Before Breakfast’s official band anniversary is marked by a car boot sale. Though singer Gina Walters and cellist Lucy Revis first exchanged a few awkward words in the corridors of University of Sheffield’s music department, they didn’t click until much later – mainly because they were intimidated by each other’s talents. ”I was a dweeb and she was in the cool gang,” jokes the band’s vocalist Gina. Three years on they became housemates by chance, and got to know each other while flogging their worldly possessions in the car park of a local Tesco. “I assume we had no money and wanted to go out?” remarks Lucy. “There were a lot of people doing music who were quite well off and never bothered having jobs, but we both always worked all the way through uni.”
And this has been a recurring theme in Before Breakfast’s journey – outside of the band, Gina is a singing teacher, and Lucy runs a music school. Over the last eighteen months, the group have been juggling their day-jobs with gradually recording their debut album: a reality they feel it’s important to speak out about. “We couldn’t just go away to a studio for three weeks,” says Gina, “we don’t have the money or time. It was here, there and everywhere.” Whenever they got a chance, the band would lay down parts with their producer Chris Wilkinson – who began his career working in Nashville with Vance Powell (Jack White, Arctic Monkeys) before relocating to his hometown – at Sheffield’s Fox Den studios. “We’d say: Chris, can we come in for a few hours this afternoon to do the vocals? It was a bit haphazard, and a long process.“
Before Breakfast’s first full-length record ‘I Could Be Asleep If It Weren't For You’ builds upon the band’s journey so far. Since releasing their debut EP ‘Sticky Sweet’ in 2018 the group have explored feminist issues through the telling of personal stories – fusing their classical knowledge and rich arrangements with raw expression. “Our music has always been very beautiful with this discomfort,” Gina says, ”which I view as very feminine.” An uneasy web of harmonies and relentless piano, that release’s stand-out ‘Fat Child’ explored the pressures of society’s damaging expectations around body image.

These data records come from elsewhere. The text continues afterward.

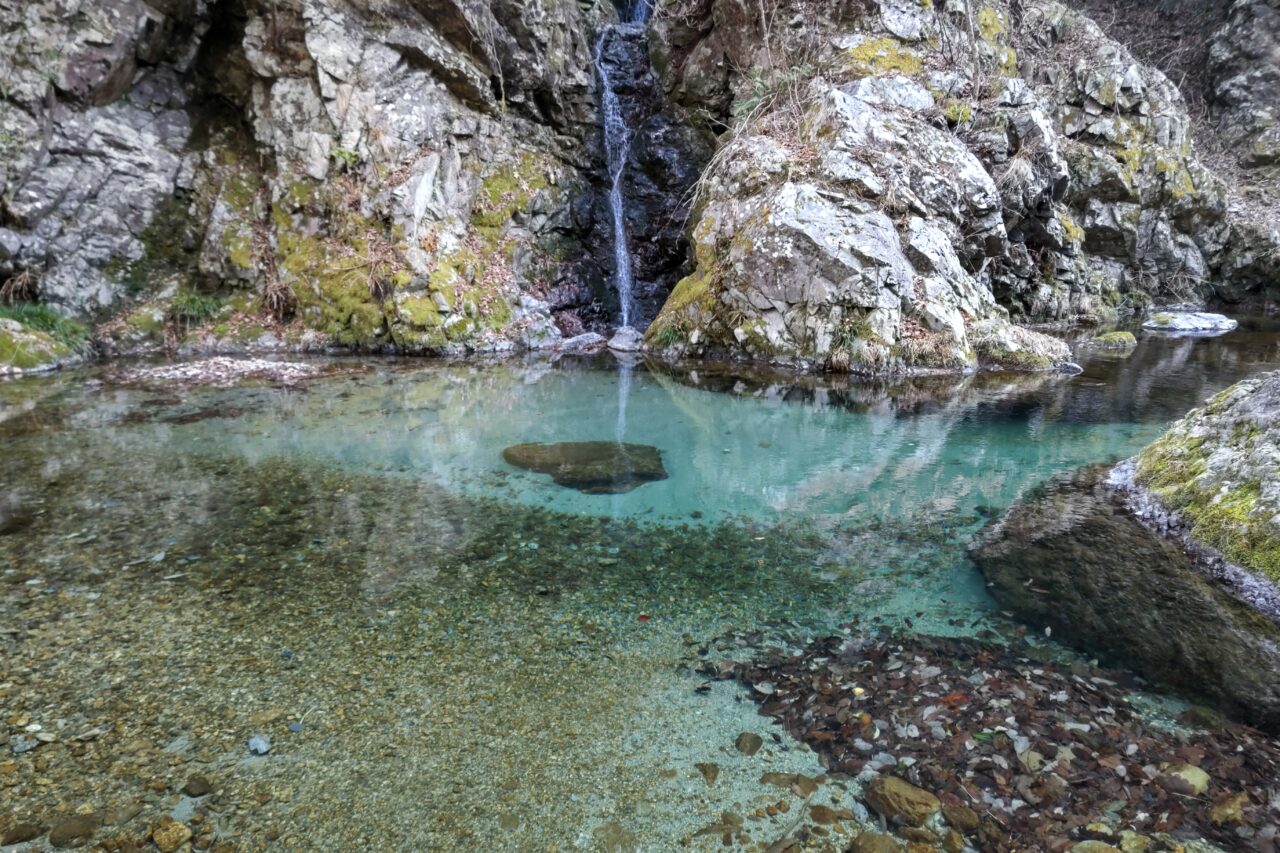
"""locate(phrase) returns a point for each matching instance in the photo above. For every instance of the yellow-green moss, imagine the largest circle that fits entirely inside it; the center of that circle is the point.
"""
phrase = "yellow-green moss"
(991, 23)
(508, 191)
(1115, 341)
(958, 112)
(1223, 519)
(30, 349)
(883, 55)
(690, 300)
(421, 311)
(1070, 228)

Two years later, Before Breakfast returned with ‘Open Ears’, a spell-binding second EP knitting together Lucy’s intricate cello with Gina’s expressively haunting vocals. Stand-alone single ‘Buddleia’ would become Before Breakfast’s signature, and best known song – opening the door to where they would go next. “When Gina played it to me I remember being in love with it immediately,” Lucy recalls. The band soon caught the ears of BBC Introducing, as well as C Duncan. That year, they supported the Mercury-nominated Scottish composer and musician on tour – ”an absolute dream”.
Both Gina and Lucy are in their early thirties, and debut album ‘I Could Be Asleep If It Weren't For You’ makes sense of the shifting perspectives that come with this. “As a teenager, I genuinely thought that I would be married with two kids by now,” Gina explains. The themes that inform the debut as a whole also tie into trying to break out as a new band while holding weighty questions of security and stability versus pursuing your dreams. “There are so many bright young things, and who the hell do I think that we are?” Gina says, mimicking her self-doubting moments. “I really get caught up in the idea that the industry doesn’t want women in their thirties coming through.” “There have been so many barriers for us to even do this by our age,” Lucy says. “I have exclusively played for men since I was 15 years old. I can count the number of female artists I’ve worked for on one hand.”

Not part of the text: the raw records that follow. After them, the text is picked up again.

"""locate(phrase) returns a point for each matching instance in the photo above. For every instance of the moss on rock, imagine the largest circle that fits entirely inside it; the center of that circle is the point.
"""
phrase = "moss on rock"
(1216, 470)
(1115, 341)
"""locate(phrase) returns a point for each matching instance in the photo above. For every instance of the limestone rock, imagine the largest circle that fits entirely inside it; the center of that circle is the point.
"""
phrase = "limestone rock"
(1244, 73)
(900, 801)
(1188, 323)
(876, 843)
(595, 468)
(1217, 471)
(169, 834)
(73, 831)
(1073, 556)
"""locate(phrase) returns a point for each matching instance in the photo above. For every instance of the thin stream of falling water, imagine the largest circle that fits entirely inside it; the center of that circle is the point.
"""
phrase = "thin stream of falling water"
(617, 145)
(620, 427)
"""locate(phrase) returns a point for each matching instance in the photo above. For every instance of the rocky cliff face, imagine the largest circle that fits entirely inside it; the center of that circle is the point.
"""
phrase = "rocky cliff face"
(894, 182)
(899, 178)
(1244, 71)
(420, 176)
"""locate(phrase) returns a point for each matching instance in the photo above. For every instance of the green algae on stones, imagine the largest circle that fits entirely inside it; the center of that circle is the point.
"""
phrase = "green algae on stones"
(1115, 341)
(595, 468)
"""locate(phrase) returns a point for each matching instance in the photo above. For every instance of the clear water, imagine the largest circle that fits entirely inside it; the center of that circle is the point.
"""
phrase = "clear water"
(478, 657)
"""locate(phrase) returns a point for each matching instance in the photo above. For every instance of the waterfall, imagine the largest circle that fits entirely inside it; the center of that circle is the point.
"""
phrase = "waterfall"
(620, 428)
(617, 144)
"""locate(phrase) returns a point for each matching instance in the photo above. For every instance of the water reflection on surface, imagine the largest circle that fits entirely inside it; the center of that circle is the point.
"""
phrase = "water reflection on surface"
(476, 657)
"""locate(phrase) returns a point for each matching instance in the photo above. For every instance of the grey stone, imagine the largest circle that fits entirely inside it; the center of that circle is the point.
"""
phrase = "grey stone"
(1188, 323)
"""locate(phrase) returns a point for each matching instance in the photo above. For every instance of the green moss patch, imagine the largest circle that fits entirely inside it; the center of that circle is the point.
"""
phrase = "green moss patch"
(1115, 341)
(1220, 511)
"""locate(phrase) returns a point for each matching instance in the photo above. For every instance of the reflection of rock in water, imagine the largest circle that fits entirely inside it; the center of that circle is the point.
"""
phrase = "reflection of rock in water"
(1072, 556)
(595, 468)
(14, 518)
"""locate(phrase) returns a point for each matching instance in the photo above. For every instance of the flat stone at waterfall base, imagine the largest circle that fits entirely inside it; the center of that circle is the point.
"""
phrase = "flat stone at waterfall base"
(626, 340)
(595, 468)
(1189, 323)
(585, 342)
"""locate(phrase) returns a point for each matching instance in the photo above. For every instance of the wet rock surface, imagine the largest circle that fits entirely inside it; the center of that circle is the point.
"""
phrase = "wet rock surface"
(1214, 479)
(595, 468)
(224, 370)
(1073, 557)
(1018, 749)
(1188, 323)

With Before Breakfast however, these two musicians are telling their story on their own terms, and backed by two new live band members as gig venues gradually open up again, the Sheffield band are going for it, with a debut that speaks to the stagnation, malaise, and static of the last “wasted” year. And as the world opens up again, ‘I Could Be Asleep If It Weren't For You’ is a fitting soundtrack. “We’ve got the momentum” says Gina, “and we just want to do it.”